Last week we talked about the viability of the search engine business model. As the Internet becomes increasingly significant in our lives, the power and importance of search engines is enormous. Yet search technology has not kept pace with the endless expansion of the Internet, nor does search indexing provide an impartial and universal database. Researchers of web infrastructure have proposed new models, but do these models have a chance against the current indexing system that’s so widely accepted by the Internet culture?
The Power of Search Engines
We know the majority of users go to search engines and directories when they want to find web pages; this is well documented. And we know the engines and directories have their own arbitrary methods of indexing or listing sites. This puts a tremendous amount of power in the hands of a few major Internet portals. The search engines are like gatekeepers to a web site’s success because their decisions on which pages to index (or not to index) greatly influence a web site’s ability to be found.
Nobody knows the exact size of the web, but current estimates say it’s composed of between 1 and 1.5 billion documents. Inktomi and the NEC Research Institute estimated 1 billion indexable pages on the web in February 2000. This figure excludes private databases and intranets.
Google, the largest index online, claims to index 1 billion pages. In reality, it has a direct search capacity of 500 million pages because half of the pages are referenced but not actually indexed. This represents only half of what’s out there.
Although many portals and sites offer search functionality, the actual indexing of the web is performed by a few major players. Google’s technology powers the search engines for Netscape and Yahoo. Inktomi powers HotBot, iWon, GoTo, AOL, and LookSmart. Most other search sites use either the Excite or Fast Search databases.
The Structure of Search Engines
Search engines have three major elements: a spider, an index, and the search engine software. The spider crawls the web to visit web pages, reading them and following links to other pages within the site. Spiders crawl the web on a regular basis, looking for changes.
All the data picked up by the spider goes into the index, a giant database of all web pages found by the spider. When web pages change, they are updated in the index by the spider. It can take time for new web pages to be added to the index even though they’ve been spidered because of the time it takes to record the pages in the index.
Search engine software is used to provide results to users. The program runs through the billions of pages recorded in the index to find matches to a search, ranking these matches in order of relevancy. Each search engine has different rules of relevancy, but all search engines follow more or less the same basic rules.

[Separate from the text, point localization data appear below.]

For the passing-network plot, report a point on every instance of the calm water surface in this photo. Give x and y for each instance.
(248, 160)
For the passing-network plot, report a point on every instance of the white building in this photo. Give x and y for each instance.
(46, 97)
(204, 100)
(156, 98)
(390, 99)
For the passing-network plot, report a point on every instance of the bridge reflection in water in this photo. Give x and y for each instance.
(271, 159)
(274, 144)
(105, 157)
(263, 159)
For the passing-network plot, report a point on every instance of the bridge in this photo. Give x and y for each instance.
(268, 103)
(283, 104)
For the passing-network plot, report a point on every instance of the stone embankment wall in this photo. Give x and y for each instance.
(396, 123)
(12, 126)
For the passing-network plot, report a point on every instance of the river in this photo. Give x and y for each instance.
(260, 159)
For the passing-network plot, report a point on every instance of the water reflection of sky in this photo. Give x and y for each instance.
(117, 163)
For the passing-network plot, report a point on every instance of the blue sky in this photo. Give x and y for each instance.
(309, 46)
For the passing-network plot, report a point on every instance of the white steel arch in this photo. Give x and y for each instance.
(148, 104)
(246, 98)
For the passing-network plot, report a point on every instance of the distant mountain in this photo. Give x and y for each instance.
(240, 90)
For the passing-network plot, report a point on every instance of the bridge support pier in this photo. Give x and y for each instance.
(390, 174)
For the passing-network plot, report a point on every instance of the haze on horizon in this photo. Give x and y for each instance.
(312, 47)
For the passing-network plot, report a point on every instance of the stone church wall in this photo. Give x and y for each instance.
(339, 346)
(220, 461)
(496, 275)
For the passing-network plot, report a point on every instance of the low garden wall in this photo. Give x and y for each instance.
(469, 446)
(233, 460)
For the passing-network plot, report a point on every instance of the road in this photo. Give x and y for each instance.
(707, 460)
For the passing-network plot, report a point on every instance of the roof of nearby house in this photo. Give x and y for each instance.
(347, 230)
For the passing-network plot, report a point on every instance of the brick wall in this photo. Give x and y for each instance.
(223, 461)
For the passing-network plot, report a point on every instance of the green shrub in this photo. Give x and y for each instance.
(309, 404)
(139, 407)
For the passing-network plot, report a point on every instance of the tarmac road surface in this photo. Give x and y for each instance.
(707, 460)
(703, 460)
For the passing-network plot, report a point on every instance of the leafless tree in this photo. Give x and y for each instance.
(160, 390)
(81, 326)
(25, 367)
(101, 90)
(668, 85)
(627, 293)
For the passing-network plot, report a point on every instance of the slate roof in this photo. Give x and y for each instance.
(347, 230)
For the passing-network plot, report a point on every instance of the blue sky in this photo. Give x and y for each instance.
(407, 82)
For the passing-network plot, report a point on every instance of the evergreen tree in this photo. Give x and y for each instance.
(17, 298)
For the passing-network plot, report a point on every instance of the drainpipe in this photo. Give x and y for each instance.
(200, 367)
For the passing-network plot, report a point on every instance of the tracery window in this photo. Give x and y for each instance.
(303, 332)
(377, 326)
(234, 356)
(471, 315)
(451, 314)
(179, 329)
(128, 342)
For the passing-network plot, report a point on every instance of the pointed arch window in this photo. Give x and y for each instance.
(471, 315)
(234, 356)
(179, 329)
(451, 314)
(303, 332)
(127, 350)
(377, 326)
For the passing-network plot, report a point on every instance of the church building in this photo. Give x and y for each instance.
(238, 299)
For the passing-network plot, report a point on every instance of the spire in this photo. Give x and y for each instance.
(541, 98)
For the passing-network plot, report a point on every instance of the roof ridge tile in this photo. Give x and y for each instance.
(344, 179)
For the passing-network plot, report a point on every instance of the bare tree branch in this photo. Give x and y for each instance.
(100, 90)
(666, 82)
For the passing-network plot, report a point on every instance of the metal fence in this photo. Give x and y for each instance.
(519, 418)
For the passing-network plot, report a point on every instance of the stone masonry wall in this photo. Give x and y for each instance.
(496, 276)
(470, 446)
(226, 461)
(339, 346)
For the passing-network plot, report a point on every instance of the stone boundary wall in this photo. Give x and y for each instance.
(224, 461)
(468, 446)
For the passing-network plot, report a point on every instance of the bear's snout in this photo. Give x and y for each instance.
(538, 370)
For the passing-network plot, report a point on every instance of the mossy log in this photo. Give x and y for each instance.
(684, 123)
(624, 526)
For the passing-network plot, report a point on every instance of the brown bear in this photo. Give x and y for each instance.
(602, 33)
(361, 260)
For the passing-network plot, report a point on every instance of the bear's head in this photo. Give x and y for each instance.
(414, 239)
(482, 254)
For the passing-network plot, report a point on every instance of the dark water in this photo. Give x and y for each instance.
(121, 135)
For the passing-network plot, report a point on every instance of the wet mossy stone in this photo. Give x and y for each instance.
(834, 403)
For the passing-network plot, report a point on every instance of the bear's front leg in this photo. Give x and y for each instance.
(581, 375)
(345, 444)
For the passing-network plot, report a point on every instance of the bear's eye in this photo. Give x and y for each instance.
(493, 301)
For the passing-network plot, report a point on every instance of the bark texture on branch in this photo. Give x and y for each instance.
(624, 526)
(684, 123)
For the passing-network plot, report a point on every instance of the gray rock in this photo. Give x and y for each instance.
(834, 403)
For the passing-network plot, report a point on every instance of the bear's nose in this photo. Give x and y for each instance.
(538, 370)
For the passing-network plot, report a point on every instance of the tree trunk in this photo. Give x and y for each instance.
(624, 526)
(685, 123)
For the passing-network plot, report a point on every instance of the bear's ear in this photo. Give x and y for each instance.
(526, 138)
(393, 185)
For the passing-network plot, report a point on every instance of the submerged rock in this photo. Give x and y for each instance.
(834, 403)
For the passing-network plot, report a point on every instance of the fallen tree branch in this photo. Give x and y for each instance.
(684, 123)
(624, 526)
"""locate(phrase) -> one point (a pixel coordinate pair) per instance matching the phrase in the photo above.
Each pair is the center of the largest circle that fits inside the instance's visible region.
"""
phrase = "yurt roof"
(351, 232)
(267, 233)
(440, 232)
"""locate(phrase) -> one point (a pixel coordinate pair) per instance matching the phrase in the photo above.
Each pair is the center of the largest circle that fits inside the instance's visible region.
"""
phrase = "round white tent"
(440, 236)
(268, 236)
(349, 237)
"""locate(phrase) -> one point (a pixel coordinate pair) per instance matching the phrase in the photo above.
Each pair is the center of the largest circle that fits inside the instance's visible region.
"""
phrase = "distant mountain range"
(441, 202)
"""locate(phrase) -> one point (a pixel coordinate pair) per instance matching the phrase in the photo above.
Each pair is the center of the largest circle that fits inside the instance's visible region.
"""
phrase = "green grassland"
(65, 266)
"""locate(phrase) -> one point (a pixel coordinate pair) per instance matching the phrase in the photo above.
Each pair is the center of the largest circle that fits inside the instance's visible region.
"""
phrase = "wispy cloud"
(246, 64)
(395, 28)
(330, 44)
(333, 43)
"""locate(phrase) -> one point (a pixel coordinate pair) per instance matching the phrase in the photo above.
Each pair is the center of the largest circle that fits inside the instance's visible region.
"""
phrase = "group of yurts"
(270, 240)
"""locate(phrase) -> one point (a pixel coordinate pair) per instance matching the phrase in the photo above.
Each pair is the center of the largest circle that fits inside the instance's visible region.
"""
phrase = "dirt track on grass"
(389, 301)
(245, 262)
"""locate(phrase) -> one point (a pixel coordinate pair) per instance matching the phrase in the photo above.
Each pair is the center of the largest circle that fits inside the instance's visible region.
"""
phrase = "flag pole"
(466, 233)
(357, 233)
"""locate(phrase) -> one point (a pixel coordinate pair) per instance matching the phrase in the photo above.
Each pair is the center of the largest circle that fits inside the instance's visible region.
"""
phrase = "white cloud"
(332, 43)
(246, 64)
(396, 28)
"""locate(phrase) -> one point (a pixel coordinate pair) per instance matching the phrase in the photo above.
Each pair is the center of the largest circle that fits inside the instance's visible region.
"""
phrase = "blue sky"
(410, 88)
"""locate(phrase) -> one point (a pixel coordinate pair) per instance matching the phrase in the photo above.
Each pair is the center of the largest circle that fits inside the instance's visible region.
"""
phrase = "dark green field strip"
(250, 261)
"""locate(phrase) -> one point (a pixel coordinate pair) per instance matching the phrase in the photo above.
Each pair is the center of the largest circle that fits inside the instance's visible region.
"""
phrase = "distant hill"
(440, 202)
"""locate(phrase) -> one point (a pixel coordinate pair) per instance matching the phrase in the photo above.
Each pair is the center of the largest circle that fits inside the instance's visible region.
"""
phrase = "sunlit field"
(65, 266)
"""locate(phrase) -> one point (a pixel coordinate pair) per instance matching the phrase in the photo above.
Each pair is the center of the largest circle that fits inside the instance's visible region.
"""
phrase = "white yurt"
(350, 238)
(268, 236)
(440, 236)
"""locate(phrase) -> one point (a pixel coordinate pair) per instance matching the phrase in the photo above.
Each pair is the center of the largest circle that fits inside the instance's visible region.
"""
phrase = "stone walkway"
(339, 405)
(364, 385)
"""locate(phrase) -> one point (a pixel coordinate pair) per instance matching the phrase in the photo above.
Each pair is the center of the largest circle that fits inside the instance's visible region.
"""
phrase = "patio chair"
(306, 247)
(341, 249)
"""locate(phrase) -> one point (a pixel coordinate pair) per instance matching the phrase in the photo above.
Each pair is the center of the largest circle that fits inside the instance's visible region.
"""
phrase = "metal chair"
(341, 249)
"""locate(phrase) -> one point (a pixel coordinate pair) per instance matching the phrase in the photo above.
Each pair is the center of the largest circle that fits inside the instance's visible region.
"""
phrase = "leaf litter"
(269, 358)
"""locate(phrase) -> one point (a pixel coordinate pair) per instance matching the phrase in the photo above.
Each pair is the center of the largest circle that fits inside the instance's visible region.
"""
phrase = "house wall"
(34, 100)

When you perform a search, the results are ranked by the number of times your search term occurs on a particular page; whether or not that term appears on the page title (URL); how close to the top of the page your term appears in the text; whether or not your site has meta tags; your keyword frequency; and your link popularity. Not all engines use all the above criteria, but that’s basically what they’re looking at to index your site.
So we have search engines that are both powerful and widely accepted, but they’re structured in such a way that listings are not automatic. Not only that, it’s impossible to index all the pages anyway. This is why new models have been suggested.
New Search Engine Models
Researchers and theoreticians of web infrastructure have raised serious concerns about the operation of current search engines. Some believe the real solution requires a fundamental restructuring of the way search engines work. Rather than allowing a few giant web indexes to shape the Internet, they envision a more personal means of indexing web content.
David Gelernter is a Yale professor and entrepreneur. He created a system called Lifestreams that allows users to create their own search engines. As users browse content online, their computers are at work indexing the pages viewed and the surrounding material, creating a searchable index based on their browsing patterns.
Gelernter’s theory is that the emerging Internet landscape will have three interlocking components: “cyberbodies” (collections of information) that would tune in using a “viewer” and a “calling card.” Once tuned in, the right application software shows up automatically. Your whole electronic life is stored in a cyberbody, which is constantly growing.
Some viewers will resemble today’s computers, phones, or TV sets. Others will have new shapes. But they will all have the same function: tuning in cyberbodies. Walk up to any viewer (like a computer on your desk or a kiosk at the mall) and enter your calling card and password. The calling card tells the viewer how to find the cyberbody; the cyberbody itself tells the viewer what to do next.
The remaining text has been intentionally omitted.